Google LLC (20240221750). KEY PHRASE SPOTTING simplified abstract

From WikiPatents
Jump to navigation Jump to search

KEY PHRASE SPOTTING

Organization Name

Google LLC

Inventor(s)

Wei Li of Mountain View CA (US)

Rohit Prakash Prabhavalkar of Santa Clara CA (US)

Kanury Kanishka Rao of Santa Clara CA (US)

Yanzhang He of Mountain View CA (US)

Ian C. Mcgraw of Menlo Park CA (US)

Anton Bakhtin of New York NY (US)

KEY PHRASE SPOTTING - A simplified explanation of the abstract

This abstract first appeared for US patent application 20240221750 titled 'KEY PHRASE SPOTTING

The patent application describes methods, systems, and apparatus for detecting utterances of a key phrase in an audio signal using an attention mechanism and neural network layers.

  • Receiving an audio signal encoding one or more utterances.
  • Generating an attention output using an attention mechanism based on encodings from neural network layers.
  • Outputting whether the audio signal likely encodes the key phrase.
  • Providing the output indicating the likelihood of the key phrase in the audio signal.
      1. Potential Applications:

This technology can be used in speech recognition systems, virtual assistants, security systems, and audio transcription services.

      1. Problems Solved:

This technology addresses the challenge of accurately detecting specific key phrases in audio signals amidst background noise and variations in speech patterns.

      1. Benefits:

- Improved accuracy in detecting key phrases in audio signals. - Enhanced performance of speech recognition systems. - Increased efficiency in audio transcription services.

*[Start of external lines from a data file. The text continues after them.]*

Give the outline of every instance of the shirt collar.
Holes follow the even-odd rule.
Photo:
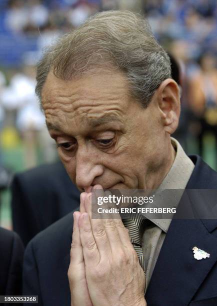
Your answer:
[[[161,192],[168,189],[179,189],[179,192],[176,192],[176,202],[172,202],[172,206],[177,207],[182,196],[184,190],[192,175],[194,165],[186,154],[184,150],[178,140],[171,138],[171,142],[176,151],[176,154],[174,163],[162,182],[159,186],[158,190]],[[166,206],[170,207],[170,201]],[[164,204],[162,204],[162,207]],[[162,230],[167,232],[172,217],[170,219],[151,219],[150,220]]]

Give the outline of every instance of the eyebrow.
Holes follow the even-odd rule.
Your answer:
[[[101,124],[104,124],[110,122],[117,121],[121,122],[120,119],[114,114],[106,115],[101,118],[92,118],[88,119],[88,122],[92,128],[96,128]]]
[[[46,122],[46,127],[48,130],[53,130],[56,132],[62,132],[62,129],[58,124],[54,124],[50,122]]]
[[[114,114],[106,115],[101,118],[91,118],[88,120],[88,123],[92,128],[96,128],[102,124],[104,124],[110,122],[116,121],[121,122],[122,122]],[[56,132],[62,132],[60,127],[56,124],[53,124],[50,122],[46,122],[46,126],[48,130],[52,130]]]

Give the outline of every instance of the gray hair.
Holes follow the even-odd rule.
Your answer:
[[[130,12],[110,10],[90,18],[45,51],[37,66],[36,92],[40,100],[50,70],[68,80],[97,68],[124,72],[130,94],[144,107],[171,77],[170,58],[147,20]]]

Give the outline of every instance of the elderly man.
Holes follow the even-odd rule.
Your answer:
[[[150,220],[137,228],[136,247],[128,222],[91,218],[96,189],[216,186],[216,172],[170,138],[179,90],[147,22],[130,12],[92,17],[44,54],[36,92],[60,158],[83,192],[74,221],[70,213],[28,244],[24,294],[44,306],[216,304],[216,220]],[[199,248],[210,258],[195,259]]]

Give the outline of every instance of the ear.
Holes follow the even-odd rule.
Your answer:
[[[157,90],[158,106],[166,132],[172,134],[178,124],[180,116],[180,90],[172,78],[162,82]]]

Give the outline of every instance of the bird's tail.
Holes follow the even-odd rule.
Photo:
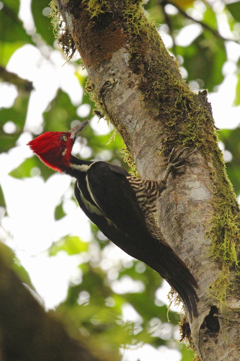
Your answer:
[[[160,249],[156,264],[149,264],[177,291],[188,311],[190,321],[198,316],[196,279],[185,264],[166,243],[159,244]],[[155,257],[154,257],[155,260]]]

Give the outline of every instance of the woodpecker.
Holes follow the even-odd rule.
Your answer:
[[[48,167],[76,179],[75,195],[87,216],[109,239],[166,280],[181,296],[191,321],[198,314],[197,283],[164,239],[156,217],[155,200],[166,188],[170,173],[183,166],[196,149],[190,152],[185,148],[176,155],[173,148],[162,179],[140,179],[116,165],[71,154],[78,133],[88,122],[68,132],[44,133],[27,145]]]

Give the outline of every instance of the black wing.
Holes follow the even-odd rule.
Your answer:
[[[148,232],[128,174],[117,166],[96,162],[87,172],[87,181],[92,198],[106,216],[124,233],[136,237],[136,232]]]

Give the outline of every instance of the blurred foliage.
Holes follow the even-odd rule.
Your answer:
[[[10,72],[7,76],[8,69],[5,67],[9,61],[14,52],[24,44],[37,48],[46,60],[49,60],[49,53],[46,52],[46,49],[51,52],[56,48],[53,26],[48,17],[49,1],[32,0],[31,9],[35,28],[28,31],[18,17],[19,1],[5,0],[4,3],[0,2],[0,66],[4,71],[0,74],[0,78],[3,81],[13,84],[12,86],[15,87],[18,92],[12,106],[0,109],[0,153],[8,152],[14,148],[24,132],[32,89],[27,82],[27,86],[22,86],[21,82],[16,81],[16,78],[14,79]],[[227,39],[218,32],[217,16],[219,10],[212,8],[207,2],[200,0],[196,2],[191,0],[149,0],[144,6],[149,18],[153,18],[156,24],[162,24],[159,27],[160,32],[161,29],[164,29],[171,37],[172,46],[169,50],[177,57],[181,66],[186,70],[186,81],[191,83],[195,81],[200,88],[208,88],[210,91],[216,89],[223,79],[222,69],[227,60],[225,45]],[[240,21],[240,1],[226,5],[222,2],[221,6],[221,11],[228,22],[232,39],[239,42],[240,27],[238,22]],[[5,19],[7,21],[4,21]],[[176,40],[177,37],[186,27],[194,25],[200,27],[198,35],[187,46],[181,45]],[[63,64],[65,61],[63,59]],[[79,60],[71,59],[69,64],[75,67],[76,78],[84,88],[86,78],[79,71]],[[239,61],[236,64],[236,68],[239,69],[236,73],[238,79],[236,105],[240,104],[240,64]],[[41,99],[39,101],[41,102]],[[94,104],[86,95],[83,95],[81,104],[88,105],[91,118]],[[73,121],[84,120],[86,117],[81,117],[78,112],[80,105],[73,104],[66,92],[61,89],[58,89],[54,98],[50,100],[42,114],[41,132],[67,131],[73,126]],[[13,132],[9,134],[5,131],[4,126],[10,121],[14,123],[16,128]],[[239,129],[224,130],[219,134],[225,149],[232,157],[226,166],[237,195],[240,193]],[[38,135],[33,129],[32,132],[33,136]],[[90,126],[85,129],[81,135],[77,142],[82,148],[87,147],[89,151],[90,149],[86,156],[88,159],[102,159],[128,169],[126,164],[123,164],[120,152],[123,144],[118,136],[114,141],[106,145],[109,140],[109,135],[97,135]],[[20,179],[40,174],[46,180],[53,173],[34,156],[24,160],[10,174]],[[7,211],[8,205],[5,204],[4,194],[4,190],[2,190],[0,186],[0,205]],[[65,216],[63,204],[62,200],[56,205],[54,217],[56,221]],[[67,299],[56,310],[56,314],[65,324],[70,335],[75,338],[81,338],[96,354],[104,355],[105,360],[119,359],[119,346],[123,348],[130,346],[132,348],[144,343],[156,347],[162,345],[170,347],[174,346],[181,352],[182,360],[192,360],[191,351],[176,340],[174,330],[179,316],[171,311],[169,314],[171,331],[167,336],[164,334],[167,322],[167,308],[156,299],[155,296],[156,290],[160,286],[160,277],[137,261],[126,264],[119,261],[113,265],[112,274],[109,270],[104,270],[101,266],[101,262],[106,261],[104,252],[109,247],[109,243],[100,236],[94,225],[91,225],[91,229],[92,240],[90,243],[83,242],[78,237],[67,235],[55,242],[48,251],[51,257],[54,257],[60,252],[67,253],[69,257],[78,254],[82,256],[79,261],[79,282],[70,285]],[[13,259],[13,256],[12,258]],[[27,274],[19,262],[15,260],[13,265],[23,281],[31,287]],[[121,282],[126,278],[142,285],[142,290],[114,293],[113,290],[114,282]],[[122,309],[126,305],[131,305],[140,321],[136,323],[124,321]]]

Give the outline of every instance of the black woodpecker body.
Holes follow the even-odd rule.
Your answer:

      1. Commercial Applications:

The technology can be utilized in smart speakers, call center analytics, voice-controlled devices, and security systems for keyword detection.

      1. Prior Art:

Researchers can explore prior art related to attention mechanisms in speech recognition systems and neural network applications in audio signal processing.

      1. Frequently Updated Research:

Stay updated on advancements in neural network architectures for audio signal processing and attention mechanisms in speech recognition systems.

        1. Questions about Key Phrase Detection:

1. How does the attention mechanism improve the accuracy of key phrase detection in audio signals? 2. What are the potential limitations of using neural network layers for key phrase spotting in audio signals?


Original Abstract Submitted

methods, systems, and apparatus, including computer programs encoded on computer storage media, for detecting utterances of a key phrase in an audio signal. one of the methods includes receiving, by a key phrase spotting system, an audio signal encoding one or more utterances; while continuing to receive the audio signal, generating, by the key phrase spotting system, an attention output using an attention mechanism that is configured to compute the attention output based on a series of encodings generated by an encoder comprising one or more neural network layers; generating, by the key phrase spotting system and using attention output, output that indicates whether the audio signal likely encodes the key phrase; and providing, by the key phrase spotting system, the output that indicates whether the audio signal likely encodes the key phrase.